Acoustoelectrically amplified domains of ultrasonic flux in GaAs were used for analyses of various phonon interactions by Brillouin-scattering techniques. Both the growth of the flux from the thermal equilibrium phonon spectrum and particularly the attenuation (after the amplifying voltage pulse was shut off) were studied as a function of ultrasonic frequency in the broad range from 0.3 to 4.0 GHz at 300 °K. The data were analyzed to give the magnitude and frequency dependence of both the acoustoelectric gain and the lattice attenuation in the weak-flux regime. Comparison with small-signal gain theory in the $\mathrm{ql}\approx 1$ range, for piezoelectrially active [110] shear waves, gave good agreement. The lattice attenuation was determined not only for the amplified shear waves but also for the piezoelectrically inactive longitudinal waves, which were obtained by mode conversion upon reflection of the amplified shear-wave domain. The frequency dependence of the attenuation, proportional to $f^{1.8}$ and $f^{1.3}$, respectively, fell well below the expected $f^2$ behavior. In the strong-flux regime, striking anomalous attention was found, consisting of a too-rapid initial attenuation of low frequencies, and too-slow initial attenuation of higher frequencies.

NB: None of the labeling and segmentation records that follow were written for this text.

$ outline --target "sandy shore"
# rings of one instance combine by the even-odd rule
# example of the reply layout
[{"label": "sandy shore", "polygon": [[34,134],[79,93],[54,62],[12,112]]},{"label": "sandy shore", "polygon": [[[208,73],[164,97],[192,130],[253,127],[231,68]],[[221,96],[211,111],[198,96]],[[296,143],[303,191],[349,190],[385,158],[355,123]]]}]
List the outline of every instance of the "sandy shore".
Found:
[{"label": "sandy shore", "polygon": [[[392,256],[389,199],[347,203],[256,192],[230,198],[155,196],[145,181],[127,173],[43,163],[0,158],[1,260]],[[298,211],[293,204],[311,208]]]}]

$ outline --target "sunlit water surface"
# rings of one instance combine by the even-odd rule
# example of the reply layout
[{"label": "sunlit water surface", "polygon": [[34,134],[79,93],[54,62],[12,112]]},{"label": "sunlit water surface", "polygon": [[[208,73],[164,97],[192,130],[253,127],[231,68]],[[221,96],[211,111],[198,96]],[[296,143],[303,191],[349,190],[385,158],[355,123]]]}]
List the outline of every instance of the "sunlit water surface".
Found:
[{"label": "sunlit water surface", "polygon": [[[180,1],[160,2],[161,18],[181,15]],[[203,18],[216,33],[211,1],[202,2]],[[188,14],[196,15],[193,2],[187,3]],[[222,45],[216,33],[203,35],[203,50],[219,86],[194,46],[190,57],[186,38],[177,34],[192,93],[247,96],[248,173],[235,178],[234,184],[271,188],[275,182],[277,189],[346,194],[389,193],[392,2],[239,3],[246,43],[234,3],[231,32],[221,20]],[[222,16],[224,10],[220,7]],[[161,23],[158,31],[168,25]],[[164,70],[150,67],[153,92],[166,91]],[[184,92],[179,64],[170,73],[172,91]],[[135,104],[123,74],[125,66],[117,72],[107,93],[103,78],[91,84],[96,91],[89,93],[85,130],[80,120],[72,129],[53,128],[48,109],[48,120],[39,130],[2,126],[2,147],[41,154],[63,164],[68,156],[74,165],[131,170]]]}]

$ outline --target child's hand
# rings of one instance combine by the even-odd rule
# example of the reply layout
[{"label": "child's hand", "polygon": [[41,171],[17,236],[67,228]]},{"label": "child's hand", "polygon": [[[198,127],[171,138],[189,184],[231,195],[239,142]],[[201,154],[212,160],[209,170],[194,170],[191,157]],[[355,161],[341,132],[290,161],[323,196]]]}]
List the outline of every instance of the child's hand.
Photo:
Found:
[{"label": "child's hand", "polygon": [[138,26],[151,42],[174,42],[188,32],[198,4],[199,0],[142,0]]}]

These results are interpreted to represent a dominant trend of up-conversion of intense ultrasonic flux from low to high frequencies by nonlinear frequency-mixing processes. Evidence is summarized favoring such frequency-mixing processes, over possible variation in the frequency dependence of the acoustoelectric gain in strong flux, as a dominant factor in the evolution of the strong-flux spectrum both in growth and attenuation.